Marlon Jorge Teza, president of another police association, FENEME, said his members support Bolsonaro, but doubted the majority would back him if he refused to accept the 2022 election results. Nonetheless, he acknowledged some might choose to follow the president on such “adventures.”

“You’re going to have isolated groups who will do that, who could do that. Nothing en masse,” he said.

Since his 2018 election victory, Bolsonaro has made baseless allegations of voter fraud in Brazil, which critics say could lay the groundwork to challenge upcoming elections in the same vein as his political idol, former U.S. President Donald Trump.

Bolsonaro threw his support behind Trump’s conspiracies of a stolen election last year, which culminated in his supporters’ deadly Jan. 6 assault on the Capitol building in Washington.

In recent months, Bolsonaro has been touting a bill for printed ballots rather than Brazil’s modern computer voting.

“If we don’t have a paper ballot in 2022 … we’re going to have a worse problem than the United States,” Bolsonaro said a day after the Capitol assault.

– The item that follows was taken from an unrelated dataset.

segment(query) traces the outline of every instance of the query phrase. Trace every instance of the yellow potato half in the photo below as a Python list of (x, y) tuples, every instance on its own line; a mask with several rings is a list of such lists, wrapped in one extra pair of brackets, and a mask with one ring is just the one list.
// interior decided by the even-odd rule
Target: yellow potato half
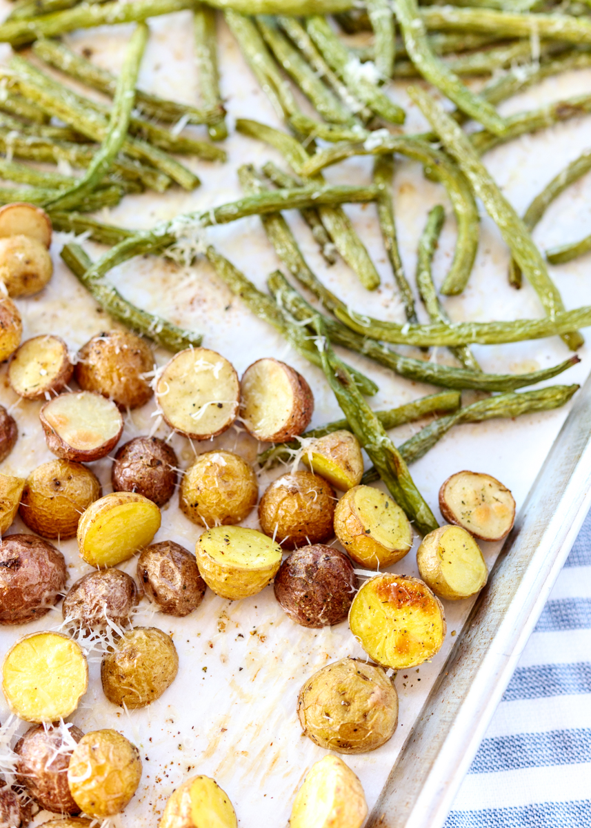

The proposal has gained urgency since former leftist President Luiz Inacio Lula da Silva’s 2018 graft convictions were overturned this month, clearing the way for him to run in next year’s vote.

“We’re going to have fierce elections, very polarized,” said lawmaker Bia Kicis, a close presidential ally pushing the paper voting bill. “The result of the election doesn’t have to convince the winner: it has to convince the loser that they lost.”

BACKING IN THE BARRACKS

Bolsonaro’s ties to security services have deep roots.

In 1986, as a 31-year-old paratrooper, Bolsonaro penned an explosive open letter in a news magazine, bemoaning low pay for him and others in military service. It infuriated senior officers and launched a political career that he largely spent campaigning for better soldier and police salaries.

In office, Bolsonaro has sought to boost legal protections for police who kill on the job, while saying criminals should “die like cockroaches.”

The president has also attended dozens of graduation ceremonies for new police and military cadets, often recalling his own days in uniform with open nostalgia for Brazil’s 1964-1985 military dictatorship.

“If it depended on me, this wouldn’t be the regime that we’d be living under. But despite everything, I represent democracy in Brazil,” he told cadets in February, referring to institutions like the Supreme Court which overturned Lula’s convictions.

Such broadsides have endeared him to police.

Corsino, the police union chief, said he and his colleagues were outraged by the court’s decision.

It sent “a signal that Brazilian justice needs to be changed,” he said. “Brazilian citizens have a very strong disgust of the judicial system.”